Katilin bulunması çok önemli değil. Yakalanan katilin de gerçek olduğunu düşünmüyorum. Tetikçiyi yakaladılar güya. O çocuk cezaevinde evlendirildi. Hrant’ınki de aynı oldu ya. Evlendi. Nasıl oluyor anlamıyorum. Gerisinde kim var bu işlerin hala çözülmedi. Çözülse de ne olacak ki artık onu da bilmiyorum gerçi. Sürekli dinle ilgili tehdit aldığımız için hep ‘İran’ dedik, ‘Dinciler’ dedik. Çünkü ben Atatürkçü, orduyu seven, vatanperver bir kadınım. O yüzden daha devletime hiç kızmadım ben. Başka gerçeklerle yüzleşmek istemedim. O yüzden hep İran demek işime geldi sanırım. İran’ın yaptığına inanmak istedim.
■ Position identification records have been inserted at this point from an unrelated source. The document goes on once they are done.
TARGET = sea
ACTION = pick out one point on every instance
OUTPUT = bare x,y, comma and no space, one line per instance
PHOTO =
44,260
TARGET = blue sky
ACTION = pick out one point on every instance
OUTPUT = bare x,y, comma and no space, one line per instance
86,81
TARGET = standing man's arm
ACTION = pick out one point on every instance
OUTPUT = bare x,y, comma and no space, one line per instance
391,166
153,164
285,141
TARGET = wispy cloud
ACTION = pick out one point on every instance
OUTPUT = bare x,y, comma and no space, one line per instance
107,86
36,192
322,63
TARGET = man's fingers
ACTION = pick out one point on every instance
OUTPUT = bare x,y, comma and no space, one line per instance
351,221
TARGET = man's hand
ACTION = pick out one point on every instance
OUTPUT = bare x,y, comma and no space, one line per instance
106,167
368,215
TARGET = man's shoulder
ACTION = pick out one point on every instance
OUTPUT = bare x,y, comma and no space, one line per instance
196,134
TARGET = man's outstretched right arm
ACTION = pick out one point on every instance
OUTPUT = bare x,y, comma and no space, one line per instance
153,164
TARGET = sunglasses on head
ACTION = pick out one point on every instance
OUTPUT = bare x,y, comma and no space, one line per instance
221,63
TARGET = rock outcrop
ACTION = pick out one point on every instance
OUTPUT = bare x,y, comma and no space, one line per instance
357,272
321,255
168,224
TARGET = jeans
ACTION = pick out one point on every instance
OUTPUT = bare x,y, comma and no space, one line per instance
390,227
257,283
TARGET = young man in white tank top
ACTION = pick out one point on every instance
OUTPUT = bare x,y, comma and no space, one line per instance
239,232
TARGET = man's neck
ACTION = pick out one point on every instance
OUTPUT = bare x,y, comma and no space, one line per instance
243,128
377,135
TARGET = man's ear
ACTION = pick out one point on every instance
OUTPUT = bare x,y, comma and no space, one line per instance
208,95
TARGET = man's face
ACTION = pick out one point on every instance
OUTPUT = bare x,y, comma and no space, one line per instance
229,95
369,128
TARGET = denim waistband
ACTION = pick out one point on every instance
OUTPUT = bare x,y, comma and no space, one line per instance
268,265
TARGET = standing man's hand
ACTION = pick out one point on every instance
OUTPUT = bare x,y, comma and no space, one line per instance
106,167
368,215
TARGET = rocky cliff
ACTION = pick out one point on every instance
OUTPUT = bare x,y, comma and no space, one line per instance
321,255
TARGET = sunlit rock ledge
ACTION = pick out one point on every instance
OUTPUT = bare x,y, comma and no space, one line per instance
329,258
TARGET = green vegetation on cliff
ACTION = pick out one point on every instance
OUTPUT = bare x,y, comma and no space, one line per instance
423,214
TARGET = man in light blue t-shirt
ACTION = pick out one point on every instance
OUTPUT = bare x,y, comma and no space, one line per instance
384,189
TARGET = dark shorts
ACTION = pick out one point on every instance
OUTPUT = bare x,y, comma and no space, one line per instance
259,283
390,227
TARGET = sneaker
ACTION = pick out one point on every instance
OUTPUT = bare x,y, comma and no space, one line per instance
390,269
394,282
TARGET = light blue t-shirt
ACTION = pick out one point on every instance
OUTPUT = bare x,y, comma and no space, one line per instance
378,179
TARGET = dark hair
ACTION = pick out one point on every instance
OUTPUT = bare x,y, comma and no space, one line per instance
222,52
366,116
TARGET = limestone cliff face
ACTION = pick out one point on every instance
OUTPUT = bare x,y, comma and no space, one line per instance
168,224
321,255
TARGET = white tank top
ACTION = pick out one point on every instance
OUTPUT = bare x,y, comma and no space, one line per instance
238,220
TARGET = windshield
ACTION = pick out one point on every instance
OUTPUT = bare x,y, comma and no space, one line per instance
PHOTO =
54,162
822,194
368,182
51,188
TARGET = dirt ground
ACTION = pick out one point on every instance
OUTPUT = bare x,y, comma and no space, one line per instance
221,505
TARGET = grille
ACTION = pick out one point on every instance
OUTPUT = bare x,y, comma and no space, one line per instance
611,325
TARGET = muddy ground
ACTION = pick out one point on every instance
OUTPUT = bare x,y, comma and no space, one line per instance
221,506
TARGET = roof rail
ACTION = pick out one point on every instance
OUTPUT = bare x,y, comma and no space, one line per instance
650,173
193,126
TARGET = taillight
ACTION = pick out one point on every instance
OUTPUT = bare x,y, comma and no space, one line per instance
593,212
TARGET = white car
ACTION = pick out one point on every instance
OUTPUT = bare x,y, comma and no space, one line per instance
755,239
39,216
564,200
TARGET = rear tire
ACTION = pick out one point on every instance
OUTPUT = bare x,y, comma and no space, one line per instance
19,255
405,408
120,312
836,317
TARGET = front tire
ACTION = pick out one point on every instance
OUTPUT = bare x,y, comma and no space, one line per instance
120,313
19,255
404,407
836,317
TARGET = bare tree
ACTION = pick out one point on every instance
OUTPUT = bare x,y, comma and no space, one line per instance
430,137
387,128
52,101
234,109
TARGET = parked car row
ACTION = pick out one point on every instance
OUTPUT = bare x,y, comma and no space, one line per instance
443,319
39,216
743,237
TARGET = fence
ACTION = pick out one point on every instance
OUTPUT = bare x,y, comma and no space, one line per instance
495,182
HER SABAH DUA EDER ÖYLE ÇIKARDI

Çetin sabahları 07.30-08.00 gibi çıkardı evden. Radyoyu kurardı. Her sabah oyun havaları, türkü ile uyanırdık biz. O saatte o var tabii. Uyanır, mutlaka 40 dakika jimnastiğini yapar, soğuk duşunu alır, merdivenleri zıplayarak iner giderdi. Bir de mutlaka çıkmadan duasını okurdu. Kıbleye karşı durur, ellerini açar duasını yapardı. Kimseye göstermeden ama. Çocukların odasına girer, kapıyı kapatırdı.

ÇETİN EMEÇ KİMDİR?

Annesi Rabia Emeç, babası ise gazeteci, Demokrat Parti'nin kurucularından milletvekili Selim Ragıp Emeç'tir ve Zeynep, Leyla ve Aydın (Merhum) isimli üç kardeşi vardır. Bilge Emeç ile evlenmiş, Mehveş ve Mehmet (Memo) isimli iki çocuğu olmuştur.

Galatasaray Lisesi'nin ardından İstanbul Üniversitesi Hukuk Fakültesinden mezun oldu. Gazeteciliğe 1952'de babası Selim Ragıp Emeç'in Son Posta gazetesinde başladı. 1972'ye kadar Hayat ve Ses dergilerinde yazı işleri müdürlüğü yaptı. 1972 yılında Hürriyet Grubu'na geçti. Hürgün Yayınları'nın Genel Yönetmenliğini yaptığı sırada, Hürriyet Gazetesi genel yayın müdürlüğü görevini üstlenen Emeç, 1984-1985 yıllarında da genel yayın yönetmeni olarak Milliyet'e geçti. 1986'da genel koordinatör olarak Hürriyet gazetesine döndü.

7 Mart 1990'da işine gitmek üzere İstanbul Suadiye'deki evinden çıktığı sırada şoförü Sinan Ercan'la birlikte öldürüldü. 38 yıllık gazeteci olan Emeç, Hürriyet Gazetesi yönetim kurulu üyesi ve yazarıydı. Çetin Emeç, Gazeteciler Cemiyeti, Uluslararası Basın Enstitüsü ile Uluslararası Gazetecilik Basın Enstitüleri Federasyonu üyesiydi.